NSLHD Planetary Health Framework 2021-23
To achieve this vision, five priority domains have been identified: sustainable organisation, waste management and resource recovery, capital works and procurement, people and places and models of care. These domains will underpin decisions made in relation to the implementation and endorsement of new planetary health related initiatives.
What is NSLHD doing to be more sustainable?
Net Zero Working Group and Net Zero Leads Program
NSLHD has formed a Net Zero Working Group comprised of passionate and engaged NSLHD clinicians and Northern Clinical School medical students.
Supported by the NORTH Foundation, NSLHD is also establishing a ‘Net Zero Leads Program’ to support existing NSLHD staff to lead and coordinate net zero projects in their service or specialty. There will be up to five positions supported on a fractional basis across clinical areas including anaesthetics, respiratory, surgery, nursing and pharmacy. These senior positions lead and coordinate ‘Net Zero Teams’ that conduct action research projects to re-think and re-imagine their service or specialty with a net zero lens. The NSLHD Net Zero Leads Program will provide professional development opportunities for clinicians to support them to direct and coordinate these projects.

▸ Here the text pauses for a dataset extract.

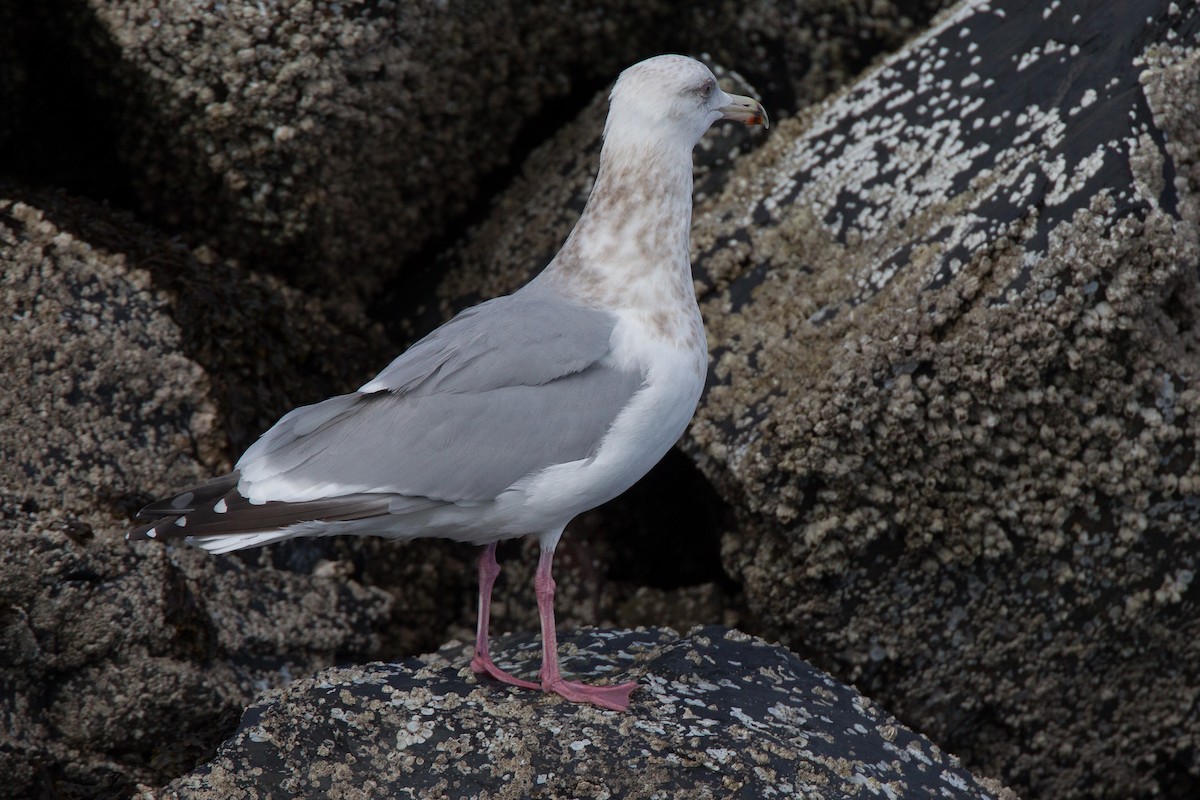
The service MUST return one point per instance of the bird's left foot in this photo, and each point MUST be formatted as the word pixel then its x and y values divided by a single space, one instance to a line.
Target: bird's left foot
pixel 483 665
pixel 606 697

Across NSLHD, electronic equipment such as laptops, batteries, power cables and photocopiers are sustainably recycled. Over 12 months, 60,805 kilograms of electronic waste has been disposed of sustainably to reduce the amount of toxic chemicals in landfill.
Ryde Hospital uses a ‘food muncher’ to convert approximately 6.2 tonnes of food waste each year into compost to fertilise the Hospital’s gardens. The volume of waste going to landfill has decreased by 10.2 tonnes per year, reducing the amount of methane released into the atmosphere.
Reducing power consumption
Recently, NSLHD has replaced over 10,000 lights with energy efficient LED technology. This has reduced the energy consumption of the lights replaced by up to 80 per cent. This is estimated to save $325,700 and reduce carbon emissions by 2600 tonnes every year.
Anaesthetic gases represent 5% of a hospital’s carbon footprint. One anaesthetic gas, desflurane, is environmentally damaging and also expensive. By shifting towards other clinically equivalent alternatives, our anaesthetists have reduced carbon emissions and saved nearly $100,000 in costs.
Reducing inappropriate blood tests
Royal North Shore Hospital ICU reduced inappropriate arterial bloods gas testing by over 70% with no change in patient outcomes. This resulted in an annual saving of 100L blood and $770,000.
Water sustainable practices
Across our hospitals and services, 220 toilets have been replaced with water saving duel flush toilets. Water reducing devices have been installed in over 700 basin taps and 17 energy efficient boilers have been installed.
Investing in solar energy
The Hornsby Ku-ring-gai Hospital solar panel installation is one of the largest hospital solar panel installations in Australia, saving over 900 tonnes of carbon emissions and producing over one million kilowatthours (kWh) of power per year. The total solar power output across the district is currently 1.265 megawatts-peak (MWp) and planning is underway to double this figure by 2024.
NSLHD teams are also exploring a number of other projects, such as switching to lower carbon respiratory inhalers, reducing waste in our clinics, and increasing our use of telehealth to reduce the carbon footprint of travelling locally and to international conferences.
There is also significant consultation underway to imbed planetary health initiatives in the planning for the Ryde Hospital Redevelopment as it contributes to NSLHD’s target of Net Zero by 2035.